2.歴史的学術研究の一層の質的向上をすすめる
 科学は実証的研究と理論的研究という2つの構成要素からなり、この2つの要素が組みあわさった時、学問として成立することを再確認したいと思います。「社会福祉学」の成立には、これが科学として、学術として市民権を得るために、先人たちによる多くの努力が積み重ねられてきました。時代は変わり、今日、社会福祉が大規模な国家的システムとして成立するなか、社会福祉をめぐる隣接諸科学による活発な研究が行われるようになっています。社会福祉の研究が分化し、多様化し、隣接諸科学と相互浸透していくことは、非常に重要な展開なのですが、一方で、分化する諸研究を踏まえつつ、社会福祉全体を相対化し得る視点が不可欠となってきます。歴史(的)研究はこうした社会福祉全体を相対化し得る視点を提供できる貴重な研究方法です。
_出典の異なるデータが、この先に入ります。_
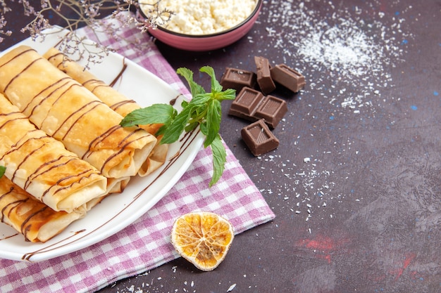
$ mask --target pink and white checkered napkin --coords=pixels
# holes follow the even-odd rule
[[[82,29],[80,32],[87,35],[89,32]],[[124,29],[123,33],[127,37],[144,39],[149,48],[140,53],[132,44],[103,39],[106,35],[100,37],[121,55],[188,94],[147,34],[133,28]],[[274,214],[228,147],[223,177],[208,188],[211,155],[209,149],[201,148],[181,179],[151,210],[94,245],[38,263],[0,259],[0,292],[89,292],[159,266],[179,256],[170,241],[171,226],[177,217],[192,211],[223,215],[236,233],[273,219]]]

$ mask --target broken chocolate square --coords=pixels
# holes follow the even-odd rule
[[[256,119],[253,119],[252,116],[263,98],[260,91],[245,86],[236,95],[228,114],[255,121]]]
[[[256,73],[253,72],[227,67],[220,78],[220,84],[224,90],[234,89],[239,91],[244,86],[254,88],[256,86]]]
[[[284,100],[273,96],[264,96],[259,91],[244,87],[231,103],[228,115],[252,122],[264,119],[274,129],[287,110]]]
[[[297,93],[305,86],[305,78],[299,72],[285,64],[279,64],[270,70],[273,80]]]
[[[268,128],[263,119],[256,122],[242,129],[242,138],[255,156],[259,156],[279,146],[279,140]]]
[[[268,96],[256,110],[254,116],[257,119],[264,119],[267,124],[275,129],[287,110],[288,108],[284,100],[273,96]]]
[[[257,84],[261,91],[265,94],[269,93],[275,89],[275,84],[271,78],[270,69],[271,66],[267,58],[254,56],[254,63],[257,68]]]

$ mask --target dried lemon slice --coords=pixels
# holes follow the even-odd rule
[[[234,238],[231,223],[208,211],[195,211],[178,218],[171,242],[178,252],[201,271],[212,271],[227,255]]]

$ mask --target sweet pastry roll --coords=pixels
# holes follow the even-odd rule
[[[136,175],[157,142],[29,46],[0,58],[0,91],[37,128],[108,178]]]
[[[70,213],[56,211],[4,176],[0,178],[0,210],[1,221],[32,242],[49,240],[86,214],[83,207]]]
[[[55,48],[51,48],[43,54],[53,65],[66,72],[68,76],[82,84],[92,91],[99,99],[123,117],[135,110],[139,109],[136,101],[118,91],[84,68],[81,65],[70,60]],[[139,127],[154,135],[162,124],[139,125]],[[160,144],[161,137],[153,149],[150,157],[145,161],[139,170],[140,176],[146,176],[163,164],[167,156],[168,145]]]
[[[0,165],[4,176],[55,211],[71,212],[108,193],[97,168],[35,128],[2,94]]]

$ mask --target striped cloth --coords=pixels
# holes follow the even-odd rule
[[[88,29],[79,34],[94,39]],[[101,34],[101,42],[143,66],[181,93],[189,91],[147,34],[124,27],[128,39],[141,40],[142,52],[130,41]],[[0,292],[90,292],[135,275],[179,256],[170,242],[174,220],[195,211],[211,211],[228,219],[240,233],[274,218],[261,194],[227,147],[225,170],[208,188],[210,149],[200,150],[178,183],[151,210],[120,233],[89,247],[37,263],[0,259]]]

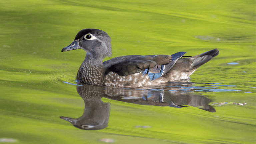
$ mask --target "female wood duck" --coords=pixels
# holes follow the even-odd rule
[[[113,58],[111,39],[105,32],[93,29],[78,32],[61,52],[82,49],[86,52],[76,76],[80,82],[100,86],[135,87],[186,79],[199,67],[219,54],[214,49],[181,58],[186,52],[171,55],[129,55]]]

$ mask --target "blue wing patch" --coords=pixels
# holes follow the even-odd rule
[[[148,74],[150,80],[154,80],[162,76],[164,71],[165,66],[165,65],[157,65],[153,68],[145,69],[145,70],[143,72],[143,74]]]

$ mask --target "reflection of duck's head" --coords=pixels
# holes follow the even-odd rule
[[[60,118],[76,128],[85,130],[99,130],[107,127],[110,103],[101,101],[102,89],[103,87],[87,85],[78,86],[77,92],[84,101],[83,115],[76,119],[63,116]]]

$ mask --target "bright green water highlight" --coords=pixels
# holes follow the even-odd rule
[[[99,143],[98,139],[107,138],[117,143],[255,143],[255,1],[0,4],[0,139],[25,144]],[[191,106],[141,105],[103,98],[111,103],[109,126],[97,131],[75,128],[59,117],[79,117],[84,103],[76,86],[62,82],[75,83],[85,53],[61,51],[87,28],[109,34],[113,57],[179,51],[194,56],[218,48],[219,55],[191,75],[190,82],[214,88],[207,89],[238,91],[191,92],[212,103],[247,104],[216,106],[212,113]],[[227,64],[231,62],[239,64]],[[134,127],[139,125],[151,128]]]

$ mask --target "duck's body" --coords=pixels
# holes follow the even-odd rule
[[[97,85],[141,87],[185,79],[199,66],[219,54],[217,49],[181,58],[186,53],[172,55],[130,55],[117,57],[102,63],[111,56],[110,39],[106,33],[85,29],[62,52],[82,49],[86,55],[77,75],[79,82]]]

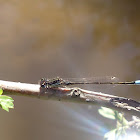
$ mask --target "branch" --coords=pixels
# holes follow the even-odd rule
[[[0,80],[0,88],[6,95],[32,96],[40,99],[57,99],[71,102],[84,102],[100,104],[114,108],[118,111],[129,112],[131,115],[140,116],[140,103],[114,95],[84,90],[81,88],[44,88],[39,84],[27,84],[20,82],[9,82]]]

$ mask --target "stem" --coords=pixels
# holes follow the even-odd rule
[[[81,88],[42,88],[39,84],[28,84],[0,80],[5,95],[32,96],[40,99],[57,99],[71,102],[100,104],[118,111],[140,116],[140,103],[132,99],[84,90]],[[123,109],[123,110],[122,110]]]

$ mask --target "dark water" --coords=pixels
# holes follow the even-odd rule
[[[1,0],[1,80],[37,83],[41,77],[107,75],[140,79],[139,4]],[[106,92],[139,101],[139,91],[136,86],[119,86]],[[2,139],[93,140],[108,131],[108,119],[98,115],[98,106],[14,99],[14,110],[0,110]]]

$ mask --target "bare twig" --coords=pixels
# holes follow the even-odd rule
[[[0,88],[4,94],[32,96],[40,99],[58,99],[72,102],[96,103],[114,108],[118,111],[129,112],[140,116],[140,103],[132,99],[113,96],[100,92],[84,90],[81,88],[43,88],[38,84],[27,84],[0,80]]]

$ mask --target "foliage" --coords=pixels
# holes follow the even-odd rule
[[[2,109],[9,112],[9,108],[14,108],[13,99],[9,96],[2,95],[3,90],[0,89],[0,106]]]
[[[104,135],[105,139],[119,140],[124,136],[128,136],[127,134],[130,131],[136,130],[138,133],[140,132],[140,119],[136,116],[132,117],[133,121],[128,121],[122,113],[118,113],[118,111],[106,107],[101,107],[98,112],[103,117],[116,121],[116,128],[107,132]]]

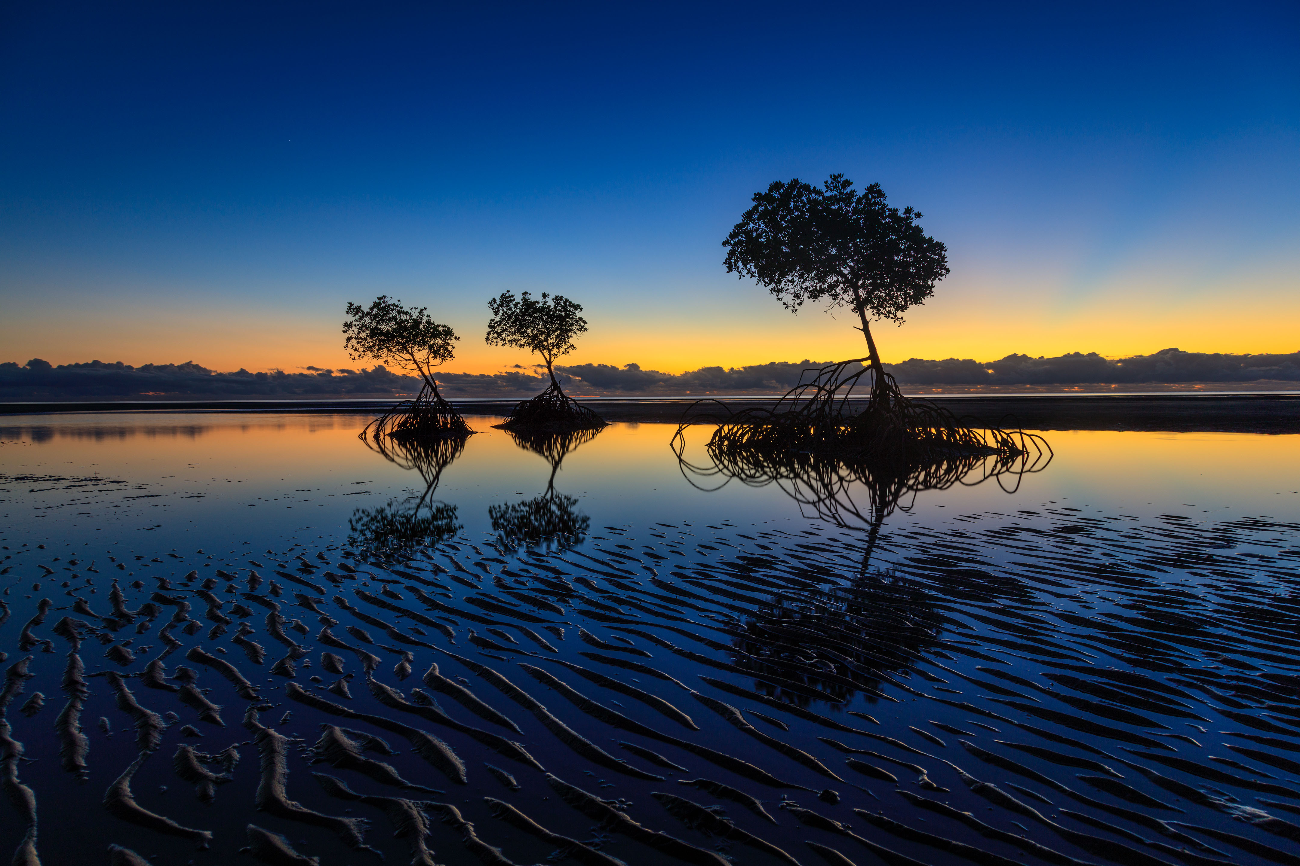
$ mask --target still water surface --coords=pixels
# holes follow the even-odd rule
[[[378,862],[361,844],[396,862],[823,862],[809,841],[858,863],[1300,862],[1297,436],[1046,434],[1037,471],[904,496],[864,562],[844,508],[836,526],[806,488],[684,471],[668,425],[614,425],[556,461],[472,418],[430,491],[437,467],[367,448],[367,421],[5,419],[0,648],[26,750],[8,787],[31,788],[38,823],[10,811],[3,850],[221,863],[252,823],[322,863]],[[447,517],[439,544],[348,544],[350,521],[421,496]],[[502,506],[540,496],[572,497],[580,541],[502,535]],[[274,708],[246,717],[248,689]],[[191,754],[220,776],[198,784],[211,805],[174,766]],[[142,756],[134,802],[174,826],[101,805]],[[266,798],[285,779],[309,813]],[[424,861],[420,832],[393,836],[410,801],[443,804],[424,806]]]

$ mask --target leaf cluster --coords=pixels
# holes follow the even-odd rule
[[[586,319],[578,315],[581,305],[563,295],[551,297],[542,292],[541,300],[528,292],[515,297],[502,292],[488,301],[491,319],[488,322],[488,345],[529,349],[551,362],[577,347],[573,340],[586,332]]]
[[[789,310],[805,301],[902,322],[948,275],[948,249],[911,208],[888,206],[879,183],[854,190],[842,174],[815,187],[798,178],[754,193],[723,247],[727,273],[755,279]]]
[[[354,361],[374,360],[430,378],[432,367],[455,357],[456,332],[439,325],[426,306],[402,306],[380,295],[369,306],[347,305],[343,348]]]

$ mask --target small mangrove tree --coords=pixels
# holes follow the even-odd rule
[[[343,348],[354,361],[387,364],[421,380],[415,400],[403,400],[376,418],[361,438],[459,439],[473,432],[455,406],[442,399],[434,367],[452,360],[456,332],[429,315],[425,306],[402,306],[399,300],[380,295],[369,306],[348,304],[343,322]]]
[[[604,419],[564,393],[555,378],[555,358],[576,349],[573,340],[586,332],[582,308],[563,295],[541,299],[524,292],[502,292],[488,301],[488,345],[528,349],[542,358],[551,379],[546,391],[517,404],[504,423],[504,430],[562,432],[567,430],[599,430]]]

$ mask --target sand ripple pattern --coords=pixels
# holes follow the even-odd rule
[[[9,595],[4,856],[1300,865],[1300,526],[952,518]]]

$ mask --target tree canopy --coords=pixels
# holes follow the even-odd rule
[[[727,273],[755,279],[792,312],[805,301],[850,308],[881,370],[870,319],[902,323],[948,275],[948,248],[916,225],[919,212],[888,206],[879,183],[858,191],[842,174],[822,187],[776,180],[753,201],[723,241]]]
[[[578,315],[582,308],[563,295],[551,297],[542,292],[536,300],[524,292],[515,297],[512,292],[502,292],[499,297],[488,301],[491,319],[488,322],[488,345],[506,345],[528,349],[542,356],[551,383],[555,380],[555,358],[568,354],[577,347],[573,340],[586,332],[586,319]]]
[[[460,339],[450,325],[434,322],[425,306],[402,306],[387,295],[380,295],[368,308],[348,304],[346,314],[350,318],[343,322],[343,348],[348,357],[391,364],[419,375],[438,392],[433,367],[455,357]]]

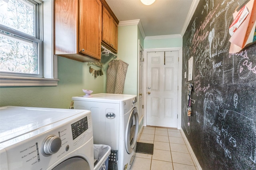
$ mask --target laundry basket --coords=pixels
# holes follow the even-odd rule
[[[94,170],[108,170],[108,156],[110,154],[111,148],[105,145],[93,145],[95,161]]]

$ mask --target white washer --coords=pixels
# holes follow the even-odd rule
[[[109,169],[130,169],[136,150],[138,129],[136,95],[101,93],[73,97],[75,109],[90,110],[94,143],[111,147]]]
[[[0,107],[0,169],[94,169],[91,112]]]

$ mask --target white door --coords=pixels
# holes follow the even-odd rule
[[[148,52],[147,125],[177,128],[178,51]]]

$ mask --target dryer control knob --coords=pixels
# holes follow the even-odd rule
[[[61,147],[61,139],[56,136],[51,136],[46,138],[43,145],[42,151],[46,156],[53,154],[58,152]]]

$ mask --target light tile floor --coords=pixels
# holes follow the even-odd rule
[[[136,152],[132,170],[196,170],[178,129],[144,127],[137,141],[154,143],[152,154]]]

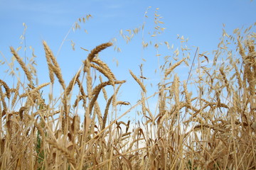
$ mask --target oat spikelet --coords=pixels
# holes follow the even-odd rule
[[[28,68],[26,67],[25,63],[22,61],[21,58],[18,56],[18,53],[16,52],[16,50],[14,49],[13,47],[10,47],[11,53],[14,55],[15,58],[17,60],[17,62],[21,65],[22,69],[24,71],[25,74],[29,81],[30,83],[32,82],[32,74],[31,72],[29,72]]]
[[[164,76],[167,76],[176,67],[179,66],[185,60],[186,60],[186,58],[183,58],[183,60],[177,62],[174,65],[172,65],[170,68],[166,69],[166,71],[165,72]]]
[[[107,43],[103,43],[103,44],[101,44],[101,45],[97,46],[89,54],[88,57],[87,57],[89,61],[92,62],[93,57],[95,57],[95,55],[97,54],[98,54],[100,51],[103,50],[104,49],[105,49],[108,47],[110,47],[111,45],[112,45],[112,42],[107,42]]]
[[[3,107],[4,107],[4,110],[7,110],[7,105],[6,105],[6,103],[5,102],[4,95],[4,93],[3,93],[2,90],[1,90],[1,86],[0,86],[0,97],[1,97],[1,101]]]
[[[7,84],[4,82],[3,80],[0,79],[0,85],[2,85],[4,88],[4,89],[6,91],[6,96],[8,99],[10,99],[10,89],[9,88]]]
[[[102,83],[102,78],[101,76],[99,76],[100,78],[100,83]],[[103,92],[103,94],[104,94],[104,98],[106,101],[107,101],[107,91],[106,91],[106,89],[103,87],[102,88],[102,92]]]
[[[117,101],[116,105],[130,105],[127,101]]]
[[[49,67],[49,75],[50,75],[50,82],[52,84],[54,83],[54,78],[53,74],[53,72],[58,79],[58,81],[60,85],[63,86],[63,89],[65,89],[65,84],[62,76],[60,67],[55,57],[54,57],[53,52],[47,45],[46,42],[43,41],[43,44],[44,50],[46,51],[46,57]],[[51,62],[53,62],[53,64],[52,64]]]
[[[139,85],[141,86],[142,89],[144,93],[146,93],[146,88],[144,85],[142,84],[142,82],[132,72],[132,70],[129,70],[129,73],[131,74],[132,76],[134,79],[134,80],[139,84]]]
[[[18,90],[19,90],[20,82],[18,81],[16,87],[15,89],[14,96],[11,101],[11,107],[14,107],[16,101],[17,100]]]
[[[177,74],[174,76],[174,100],[175,103],[177,106],[177,110],[179,110],[179,80],[178,76]]]
[[[239,40],[240,37],[238,37],[238,47],[239,47],[239,53],[240,54],[240,55],[242,56],[242,58],[244,58],[245,57],[245,49],[242,47],[242,45],[241,44],[240,40]]]
[[[123,83],[125,83],[126,81],[125,80],[123,80],[123,81],[114,81],[114,84],[123,84]],[[97,86],[95,87],[95,89],[93,89],[92,91],[92,94],[93,95],[96,95],[97,94],[100,93],[100,90],[105,87],[105,86],[107,86],[107,85],[110,85],[110,81],[105,81],[103,83],[101,83],[99,85],[97,85]]]
[[[33,95],[36,92],[38,92],[38,91],[42,89],[43,87],[45,87],[48,85],[49,85],[50,83],[45,83],[45,84],[42,84],[41,85],[39,85],[38,86],[36,87],[35,89],[33,89],[33,90],[31,90],[31,91],[29,92],[26,92],[23,94],[21,94],[20,96],[21,98],[23,98],[23,97],[26,97],[26,96],[31,96],[31,95]]]

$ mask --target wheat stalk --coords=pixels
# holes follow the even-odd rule
[[[24,71],[25,74],[26,74],[28,80],[29,81],[30,84],[32,84],[32,83],[31,83],[32,82],[32,74],[31,74],[31,73],[29,72],[28,68],[26,67],[25,63],[22,61],[21,58],[19,57],[19,55],[16,52],[14,48],[13,47],[10,47],[10,49],[11,49],[11,53],[14,55],[15,58],[17,60],[17,62],[21,65],[22,69]]]

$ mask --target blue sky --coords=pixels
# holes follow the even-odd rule
[[[149,6],[151,8],[148,10],[148,18],[146,18],[144,13]],[[57,55],[74,22],[78,18],[90,14],[92,18],[87,21],[85,24],[81,23],[81,30],[68,34],[57,56],[66,84],[88,55],[88,52],[81,50],[80,47],[90,50],[96,45],[115,38],[117,40],[116,45],[120,47],[122,52],[114,51],[113,47],[109,47],[100,53],[100,57],[109,64],[117,79],[128,81],[121,90],[120,97],[134,104],[140,96],[140,89],[129,74],[129,69],[139,76],[139,65],[144,64],[144,76],[149,78],[145,83],[149,88],[150,96],[155,89],[153,88],[150,91],[150,84],[156,85],[160,77],[159,73],[154,74],[155,69],[158,69],[156,55],[157,52],[161,54],[160,64],[163,64],[164,56],[172,55],[175,49],[181,45],[180,41],[177,40],[177,34],[189,38],[186,45],[191,49],[191,56],[197,47],[201,53],[210,52],[217,49],[223,23],[228,33],[232,33],[238,28],[248,27],[255,22],[255,8],[256,2],[250,0],[0,0],[0,51],[11,62],[9,46],[18,48],[21,45],[19,38],[23,31],[23,23],[25,23],[27,26],[26,45],[27,47],[32,46],[35,49],[39,84],[48,82],[42,40],[46,40],[53,53]],[[161,21],[164,24],[160,24],[160,26],[166,29],[162,34],[152,37],[156,26],[154,23],[155,11],[163,17]],[[144,34],[141,30],[127,44],[120,36],[120,30],[127,34],[126,30],[142,26],[144,22]],[[154,43],[167,41],[170,45],[174,44],[174,50],[169,50],[164,45],[161,45],[158,52],[154,47],[143,50],[143,40]],[[72,49],[70,40],[75,43],[75,51]],[[23,47],[24,43],[21,46]],[[25,53],[20,51],[19,55],[24,56]],[[28,50],[26,55],[30,57],[31,52]],[[211,57],[211,53],[209,57]],[[144,62],[142,58],[146,62]],[[2,56],[0,60],[4,61]],[[0,79],[9,81],[10,76],[4,72],[6,68],[6,64],[0,66]],[[187,69],[181,67],[178,72],[181,76],[187,77]]]

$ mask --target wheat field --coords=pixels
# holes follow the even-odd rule
[[[18,49],[11,47],[26,79],[11,67],[16,84],[0,79],[1,169],[255,169],[253,29],[255,26],[244,36],[238,30],[223,36],[212,60],[196,52],[193,60],[203,59],[207,64],[195,66],[188,57],[166,58],[154,94],[148,94],[143,76],[129,70],[141,96],[121,113],[118,106],[130,105],[117,97],[127,78],[119,79],[99,57],[113,42],[92,49],[67,81],[43,41],[50,81],[42,84],[36,83],[33,64],[26,64]],[[230,42],[232,49],[228,47]],[[185,63],[199,74],[181,81],[174,70]],[[189,91],[191,84],[196,96]],[[62,91],[59,96],[53,95],[55,84]],[[46,89],[49,93],[43,94]],[[147,102],[153,96],[158,98],[156,113]],[[120,120],[135,108],[144,118],[140,125]],[[82,118],[78,114],[80,108]]]

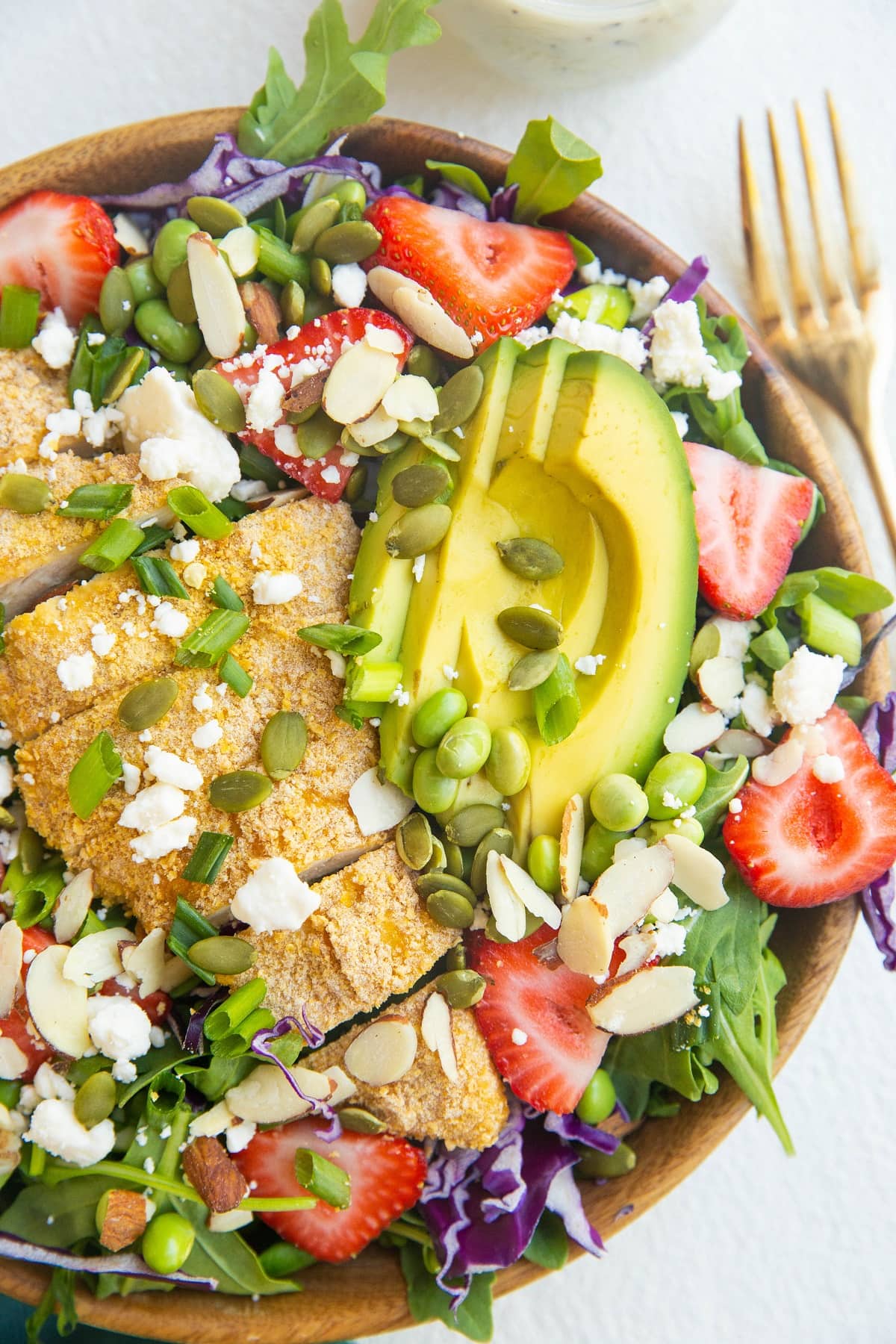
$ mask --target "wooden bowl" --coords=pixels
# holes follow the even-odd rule
[[[0,207],[39,187],[99,194],[177,180],[206,157],[215,132],[235,126],[240,110],[220,108],[120,126],[21,160],[0,169]],[[355,130],[347,152],[376,160],[388,176],[416,172],[427,157],[459,161],[493,187],[502,179],[509,157],[492,145],[449,130],[388,118],[376,118]],[[606,263],[626,274],[645,280],[662,274],[673,281],[684,269],[680,257],[594,196],[576,202],[563,222],[594,245]],[[704,293],[713,313],[731,312],[715,290],[704,286]],[[752,332],[750,344],[752,359],[744,378],[747,413],[775,456],[811,476],[827,503],[826,515],[806,543],[805,564],[823,562],[870,573],[846,489],[803,402]],[[883,652],[865,672],[861,689],[872,699],[885,695],[888,667]],[[856,914],[856,900],[803,913],[782,911],[774,937],[775,952],[787,970],[778,1012],[779,1064],[815,1015],[846,950]],[[699,1106],[684,1105],[672,1120],[647,1121],[638,1133],[635,1171],[606,1185],[583,1187],[588,1215],[602,1235],[611,1236],[622,1222],[662,1199],[748,1110],[747,1099],[724,1078],[717,1094]],[[621,1210],[626,1210],[627,1218],[615,1218]],[[520,1261],[498,1274],[496,1289],[508,1293],[541,1273],[528,1261]],[[0,1292],[36,1302],[46,1282],[47,1273],[42,1269],[0,1261]],[[312,1344],[411,1324],[398,1261],[376,1247],[349,1267],[317,1266],[302,1274],[302,1282],[301,1296],[259,1302],[184,1289],[164,1297],[138,1293],[102,1302],[79,1289],[77,1300],[82,1320],[93,1325],[159,1340],[169,1340],[175,1333],[183,1344]]]

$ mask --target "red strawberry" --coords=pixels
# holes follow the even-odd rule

歴史(的)研究が学術全体のなかでどのような役割を果たしうるのか、このことに意識的でありたいと思います。今日、拡大分化する社会福祉研究のなかで、歴史(的)研究が相対的に縮小するなか、過去に学び、未来を思考する学術研究として歴史(的)研究の質的向上に努めることが、本学会の使命であると考えています。

3.「研究方法に自覚的であること」――社会福祉歴史研究の方向性――-
 研究の質的向上をめざすうえでの多岐にわたる重要項目のなかから、具体的な方法として、ここでは「研究方法に自覚的であること」を挙げてみます。「研究方法」とはそれ自体、歴史的社会的文化的産物であって変化していくものです。ですから正解はないのですが、私は、①未知なる事象をデータとして探索し続けること、②獲得したデータを組み合わせてどのような新たな解釈が可能かを探ること、がその中核となる要素であると考えています。①の未知なる事象のデータ化という探索にも、②の新たな解釈の探索、開発にも、限界のない広がりと深さがあることはいうまでもありません。この「研究方法」の「科学性」に「自覚的」でありたいと思っています。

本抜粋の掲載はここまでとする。